Package ffx.openmm

Class MonteCarloAnisotropicBarostat

java.lang.Object
ffx.openmm.Force
ffx.openmm.MonteCarloAnisotropicBarostat
public class MonteCarloAnisotropicBarostat extends Force
This class uses a Monte Carlo algorithm to adjust the size of the periodic box, simulating the effect of constant pressure. It assumes the simulation is running at constant temperature, and the box size is adjusted to maintain constant pressure. Unlike MonteCarloBarostat, this version allows independent scaling of the three box dimensions, making it suitable for anisotropic systems.

This class is most useful for simulating a system at constant pressure when anisotropic scaling is desired, such as for layered materials or systems with preferred orientations.

  • Constructor Details

    • MonteCarloAnisotropicBarostat

      public MonteCarloAnisotropicBarostat(edu.uiowa.jopenmm.OpenMM_Vec3 defaultPressure, double defaultTemperature, int scaleX, int scaleY, int scaleZ, int frequency)
      Create a MonteCarloAnisotropicBarostat.
      Parameters:
      defaultPressure - The default pressure acting on each axis (in bar).
      defaultTemperature - The default temperature at which the system is being maintained (in Kelvin).
      scaleX - Whether to scale the X dimension of the periodic box.
      scaleY - Whether to scale the Y dimension of the periodic box.
      scaleZ - Whether to scale the Z dimension of the periodic box.
      frequency - The frequency at which Monte Carlo pressure changes should be attempted (in time steps).

  • Method Details

    • destroy

      public void destroy()
      Destroy the force.
      Specified by:
      destroy in class Force

    • getDefaultPressure

      public edu.uiowa.jopenmm.OpenMM_Vec3 getDefaultPressure()
      Get the default pressure (in bar).
      Returns:
      The default pressure acting on each axis.

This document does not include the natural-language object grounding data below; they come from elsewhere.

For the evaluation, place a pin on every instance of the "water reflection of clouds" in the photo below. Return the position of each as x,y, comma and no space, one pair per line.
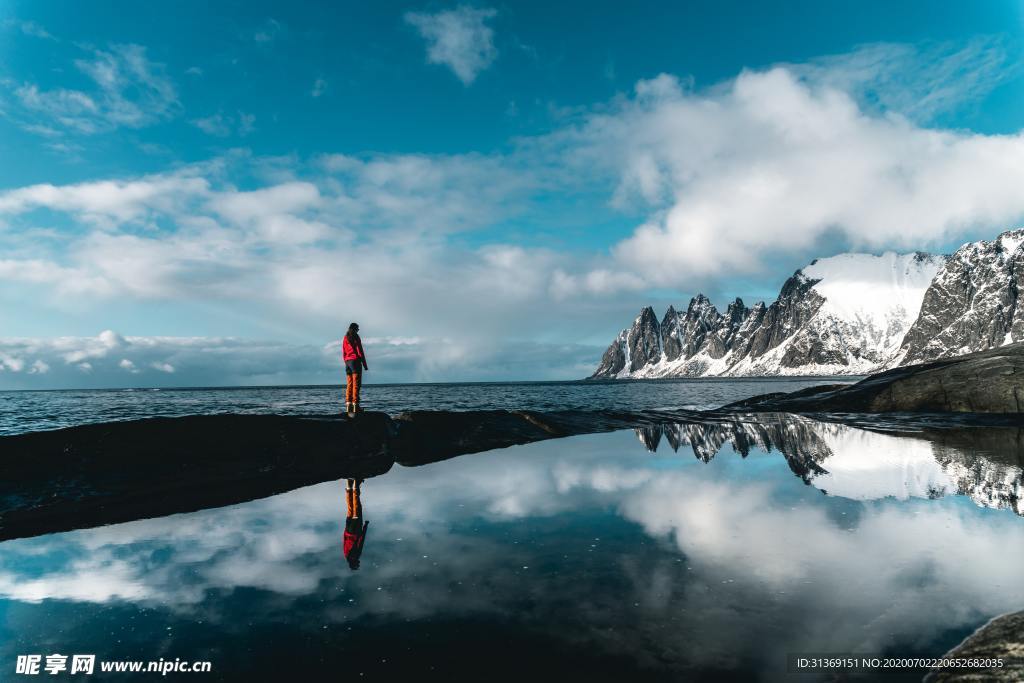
741,567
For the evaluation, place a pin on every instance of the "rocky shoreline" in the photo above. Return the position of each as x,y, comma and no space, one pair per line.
1003,638
114,472
989,382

    • getDefaultTemperature

      public double getDefaultTemperature()
      Get the default temperature at which the system is being maintained (in Kelvin).
      Returns:
      The default temperature.

    • getFrequency

      public int getFrequency()
      Get the frequency (in time steps) at which Monte Carlo pressure changes should be attempted.
      Returns:
      The frequency of pressure change attempts.

    • getRandomNumberSeed

      public int getRandomNumberSeed()
      Get the random number seed. See setRandomNumberSeed() for details.
      Returns:
      The random number seed.

    • getScaleX

      public int getScaleX()
      Get whether to scale the X dimension of the periodic box.
      Returns:
      1 if the X dimension should be scaled, 0 otherwise.

    • getScaleY

      public int getScaleY()
      Get whether to scale the Y dimension of the periodic box.
      Returns:
      1 if the Y dimension should be scaled, 0 otherwise.

    • getScaleZ

      public int getScaleZ()
      Get whether to scale the Z dimension of the periodic box.
      Returns:
      1 if the Z dimension should be scaled, 0 otherwise.

    • setDefaultPressure

      public void setDefaultPressure(edu.uiowa.jopenmm.OpenMM_Vec3 pressure)
      Set the default pressure acting on each axis (in bar).
      Parameters:
      pressure - The default pressure acting on each axis.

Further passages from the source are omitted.